You can see the big jump in predictivity for the location-specific stats (SCF and xGF) starting in 2009, which lines up with the previous discussion that there may be problems with the location data prior to that point.
Also of note is that scoring chances have been better at predicting future goals than Corsi has over nearly a decade now. This lines up with research I published two years ago, and it’s interesting to see that trend continue. Expected goals have also caught up to Corsi and even very slightly passed it in predictivity, although the gap is very small, and at any rate scoring chances are more predictive than expected goals at every point measured.
For the sake of argument let’s say that the data since 2009 is of better quality than the prior data. I don’t think I’m qualified to judge that and so I will leave it to others who know the data better than I do, but let’s go with it for the sake of argument. Since 2009, scoring chances and Corsi have been comparably predictive, and for nearly a decade scoring chances have in fact provided better predictive value. I think there is a pretty good argument at this point that scoring chances are actually the superior metric. However, I would also argue that at this point there is no argument for using expected goals for evaluating teams. Scoring chances are consistently better by a reasonably large margin during the entire period for which we have data. There is no point at which xG is the most predictive of the statistics I’ve looked at.
Splitting Out Offence and Defence
I’m going to get into a point I’ve made in my previous research on scoring chances, and something I’ve been arguing pretty consistently since that time. It’s something that I’ve not been able to convince a lot of other people of, but I’m going to take another crack at it here:
Offence and defence are not two sides of the same coin, and we probably shouldn’t treat them the same way.
It is true that scoring chances have been better at predicting team level goal ratio over the past decade or so than Corsi has. But it is important to note that this improvement is based entirely on being better at predicting goal scoring. Corsi is still better, by quite a large margin, at predicting goal prevention.
Let’s look specifically at the most recent 5 seasons, the time period when the advantage for scoring chances has been at its largest.
It’s worth noting that this matches what I’ve found in my previous research on scoring chances (it is also true of expected goals).

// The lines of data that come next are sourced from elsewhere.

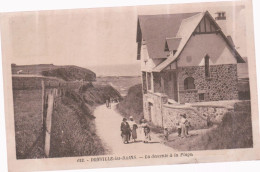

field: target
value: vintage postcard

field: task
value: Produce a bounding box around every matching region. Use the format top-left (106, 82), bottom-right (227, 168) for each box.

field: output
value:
top-left (1, 0), bottom-right (260, 171)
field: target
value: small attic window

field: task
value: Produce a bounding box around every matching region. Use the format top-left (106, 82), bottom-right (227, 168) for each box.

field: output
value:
top-left (164, 42), bottom-right (169, 51)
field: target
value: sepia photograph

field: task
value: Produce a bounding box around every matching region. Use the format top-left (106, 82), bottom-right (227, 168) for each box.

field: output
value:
top-left (0, 0), bottom-right (260, 171)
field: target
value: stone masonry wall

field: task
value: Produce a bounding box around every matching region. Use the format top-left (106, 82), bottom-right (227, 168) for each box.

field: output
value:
top-left (178, 64), bottom-right (238, 104)
top-left (143, 92), bottom-right (166, 126)
top-left (161, 104), bottom-right (231, 130)
top-left (162, 105), bottom-right (207, 130)
top-left (143, 92), bottom-right (232, 130)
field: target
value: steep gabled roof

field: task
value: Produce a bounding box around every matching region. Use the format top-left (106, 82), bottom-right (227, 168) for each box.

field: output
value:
top-left (153, 12), bottom-right (205, 72)
top-left (137, 12), bottom-right (200, 59)
top-left (152, 11), bottom-right (245, 72)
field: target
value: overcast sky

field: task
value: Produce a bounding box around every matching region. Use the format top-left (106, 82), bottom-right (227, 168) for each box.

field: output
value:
top-left (1, 1), bottom-right (246, 75)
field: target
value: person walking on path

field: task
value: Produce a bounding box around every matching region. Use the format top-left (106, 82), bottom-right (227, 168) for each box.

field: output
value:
top-left (141, 119), bottom-right (151, 143)
top-left (207, 115), bottom-right (212, 128)
top-left (132, 123), bottom-right (138, 142)
top-left (108, 98), bottom-right (111, 109)
top-left (180, 114), bottom-right (188, 138)
top-left (128, 116), bottom-right (138, 142)
top-left (138, 119), bottom-right (145, 141)
top-left (176, 122), bottom-right (182, 137)
top-left (163, 127), bottom-right (169, 142)
top-left (185, 120), bottom-right (191, 136)
top-left (106, 99), bottom-right (109, 108)
top-left (120, 118), bottom-right (131, 144)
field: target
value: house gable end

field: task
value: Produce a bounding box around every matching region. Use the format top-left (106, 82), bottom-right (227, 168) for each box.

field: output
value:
top-left (153, 11), bottom-right (245, 72)
top-left (194, 14), bottom-right (219, 34)
top-left (177, 32), bottom-right (239, 67)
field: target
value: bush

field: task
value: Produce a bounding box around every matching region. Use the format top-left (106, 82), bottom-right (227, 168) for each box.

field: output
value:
top-left (204, 110), bottom-right (253, 149)
top-left (234, 101), bottom-right (251, 112)
top-left (80, 84), bottom-right (122, 105)
top-left (116, 84), bottom-right (144, 122)
top-left (191, 108), bottom-right (253, 150)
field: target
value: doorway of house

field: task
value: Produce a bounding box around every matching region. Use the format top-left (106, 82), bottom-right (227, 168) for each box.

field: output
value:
top-left (148, 102), bottom-right (153, 122)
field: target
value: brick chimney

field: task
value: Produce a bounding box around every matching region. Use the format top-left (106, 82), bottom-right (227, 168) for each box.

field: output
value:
top-left (215, 11), bottom-right (227, 35)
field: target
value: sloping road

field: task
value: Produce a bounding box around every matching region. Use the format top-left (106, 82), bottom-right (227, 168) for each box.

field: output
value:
top-left (94, 103), bottom-right (174, 155)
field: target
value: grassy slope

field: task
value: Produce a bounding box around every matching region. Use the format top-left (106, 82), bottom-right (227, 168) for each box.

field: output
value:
top-left (116, 84), bottom-right (144, 122)
top-left (13, 77), bottom-right (122, 158)
top-left (13, 90), bottom-right (44, 159)
top-left (50, 89), bottom-right (106, 157)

You will have a better idea which teams are good at scoring goals by looking at quality-adjusted metrics, but you’ll get a better idea about which teams are good at preventing goals by looking at pure shot attempts. We don’t have any good metrics at the moment that account for this distinction, but I think it’s a pretty promising avenue for future research (and something I’m hoping to find time this off-season to tackle myself).
To sum up in a few points:
- Expected goals are not the most predictive measure over any time period for which we have shot location data.
- Over the full time period available, Corsi is the most predictive metric.
- In more recent years scoring chances have been the best metric, although it’s not clear whether that’s due to something fundamental changing in the results or if it’s just natural variation over time.
- You’re better off describing offence and defence using different metrics, because shot quality seems to matter more on offence than on defence.